SOBEL M., Take me to the river

Take me to the river1

Sobel M., Take me to the river, États-Unis, 2015

« Ils ne peuvent t’affronter que si tu leur donnes à voir quelque chose à affronter »1. Il me semble que cette phrase résume à la fois la problématique et l’ambigüité du film Take me to the river, qui s’étire sur deux jours dans la chaleur et le silence du Nebraska, au sein d’une famille tiraillée entre tabous culturels et sombres secrets.

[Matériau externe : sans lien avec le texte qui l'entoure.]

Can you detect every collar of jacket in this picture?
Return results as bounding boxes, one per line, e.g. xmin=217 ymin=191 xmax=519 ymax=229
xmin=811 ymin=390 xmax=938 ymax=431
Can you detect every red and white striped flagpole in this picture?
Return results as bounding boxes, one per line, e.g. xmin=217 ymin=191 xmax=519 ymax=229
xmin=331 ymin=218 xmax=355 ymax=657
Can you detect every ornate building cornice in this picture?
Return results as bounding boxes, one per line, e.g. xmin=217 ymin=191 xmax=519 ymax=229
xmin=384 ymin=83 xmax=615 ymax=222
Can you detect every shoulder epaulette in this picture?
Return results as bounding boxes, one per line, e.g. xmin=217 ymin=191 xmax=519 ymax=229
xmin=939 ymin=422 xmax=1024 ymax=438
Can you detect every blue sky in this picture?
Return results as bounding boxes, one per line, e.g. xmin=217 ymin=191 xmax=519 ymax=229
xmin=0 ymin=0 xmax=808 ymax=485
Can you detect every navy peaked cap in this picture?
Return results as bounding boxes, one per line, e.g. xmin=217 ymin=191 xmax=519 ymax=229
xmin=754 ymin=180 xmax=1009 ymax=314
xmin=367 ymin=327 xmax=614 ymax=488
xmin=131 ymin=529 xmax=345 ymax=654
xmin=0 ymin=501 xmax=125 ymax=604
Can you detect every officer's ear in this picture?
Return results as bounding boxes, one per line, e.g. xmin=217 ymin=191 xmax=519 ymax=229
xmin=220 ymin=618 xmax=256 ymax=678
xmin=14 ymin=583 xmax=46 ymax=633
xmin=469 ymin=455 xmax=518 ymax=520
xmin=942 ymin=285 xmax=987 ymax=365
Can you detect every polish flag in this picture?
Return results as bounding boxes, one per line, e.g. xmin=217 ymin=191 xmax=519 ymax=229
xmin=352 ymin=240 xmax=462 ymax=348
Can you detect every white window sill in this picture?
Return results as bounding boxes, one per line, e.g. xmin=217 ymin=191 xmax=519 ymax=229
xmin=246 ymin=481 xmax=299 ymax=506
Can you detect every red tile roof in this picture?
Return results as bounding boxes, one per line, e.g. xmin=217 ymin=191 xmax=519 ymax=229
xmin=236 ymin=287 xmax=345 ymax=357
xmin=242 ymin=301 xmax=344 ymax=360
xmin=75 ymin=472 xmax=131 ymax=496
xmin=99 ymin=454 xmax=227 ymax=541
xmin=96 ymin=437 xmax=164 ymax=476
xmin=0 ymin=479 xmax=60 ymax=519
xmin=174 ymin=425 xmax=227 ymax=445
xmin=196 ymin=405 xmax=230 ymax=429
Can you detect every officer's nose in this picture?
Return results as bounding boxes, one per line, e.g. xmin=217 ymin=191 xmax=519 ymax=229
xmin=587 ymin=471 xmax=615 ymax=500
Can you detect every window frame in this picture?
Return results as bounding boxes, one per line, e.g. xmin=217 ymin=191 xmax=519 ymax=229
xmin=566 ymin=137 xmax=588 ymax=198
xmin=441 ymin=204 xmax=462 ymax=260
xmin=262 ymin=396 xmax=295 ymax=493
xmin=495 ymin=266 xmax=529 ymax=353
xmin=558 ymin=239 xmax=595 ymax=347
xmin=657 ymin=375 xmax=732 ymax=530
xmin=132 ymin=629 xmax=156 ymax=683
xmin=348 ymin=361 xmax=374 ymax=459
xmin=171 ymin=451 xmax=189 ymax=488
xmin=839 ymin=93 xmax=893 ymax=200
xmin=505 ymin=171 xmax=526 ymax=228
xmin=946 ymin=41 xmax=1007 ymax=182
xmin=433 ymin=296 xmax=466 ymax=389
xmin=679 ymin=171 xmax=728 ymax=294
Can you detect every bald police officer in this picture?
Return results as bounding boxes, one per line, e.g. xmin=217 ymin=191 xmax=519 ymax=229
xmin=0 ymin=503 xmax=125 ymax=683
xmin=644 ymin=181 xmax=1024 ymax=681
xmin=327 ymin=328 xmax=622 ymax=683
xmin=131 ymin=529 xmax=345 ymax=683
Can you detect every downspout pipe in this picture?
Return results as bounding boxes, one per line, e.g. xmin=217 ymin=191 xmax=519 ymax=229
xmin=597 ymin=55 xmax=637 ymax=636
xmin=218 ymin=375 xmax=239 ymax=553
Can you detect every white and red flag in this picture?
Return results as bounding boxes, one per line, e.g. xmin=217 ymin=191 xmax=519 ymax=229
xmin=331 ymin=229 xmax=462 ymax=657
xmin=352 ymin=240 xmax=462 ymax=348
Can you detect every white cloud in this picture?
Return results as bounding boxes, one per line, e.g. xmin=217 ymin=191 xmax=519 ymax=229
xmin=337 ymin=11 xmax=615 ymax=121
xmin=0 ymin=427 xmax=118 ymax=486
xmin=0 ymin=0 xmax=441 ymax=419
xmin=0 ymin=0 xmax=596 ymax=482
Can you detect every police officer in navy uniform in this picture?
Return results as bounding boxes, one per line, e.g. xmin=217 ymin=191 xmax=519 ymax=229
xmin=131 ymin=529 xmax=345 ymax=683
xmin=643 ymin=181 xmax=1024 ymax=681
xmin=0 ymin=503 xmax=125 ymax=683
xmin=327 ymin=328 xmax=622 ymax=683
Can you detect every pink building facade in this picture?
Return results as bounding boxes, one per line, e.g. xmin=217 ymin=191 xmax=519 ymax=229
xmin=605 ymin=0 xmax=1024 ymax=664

Ryder est un jeune adolescent californien qui se rend avec ses parents dans le Nebraska, pour assister à une réunion familiale. Devant le barbecue traditionnel, il attire des regards tantôt interrogateurs, tantôt moqueurs : son short rouge est bien court, ses lunettes de soleil fluo. Ryder n’est clairement pas du monde de la campagne. Et si sa mère lui a interdit de révéler son homosexualité à la famille typiquement américaine, il se cache derrière ce rôle de citadin. Toutefois, les jeunes cousines de l’adolescent l’adoptent rapidement, et Ryder accepte d’accompagner Molly, âgée de 9 ans, jouer dans la grange. La scène se finit alors que la jeune fille insiste pour monter sur les épaules de son cousin. Lorsqu’elle en revient, en courant et en criant, la culotte trempée de sang, la famille, désormais communauté soudée, suppose l’inimaginable. Ryder, pour se défendre, songe encore à annoncer son homosexualité, ce à quoi sa mère répond que ce serait un problème de plus pour « des gens comme cela ». Cette dernière, en tant que médecin, demande si Molly a déjà eu ses règles, mais sa question est immédiatement rejetée : les règles précoces n’existent pas selon sa famille, et les règles ne se discutent pas publiquement. L’étau se resserre alors sur Ryder, et le procès, est mené par l’oncle de Ryder, le père de Molly, en patriarche aguerri. L’adolescent est alors littéralement exclu de la réunion et doit se réfugier dans une autre propriété de la famille : une grande abandonnée.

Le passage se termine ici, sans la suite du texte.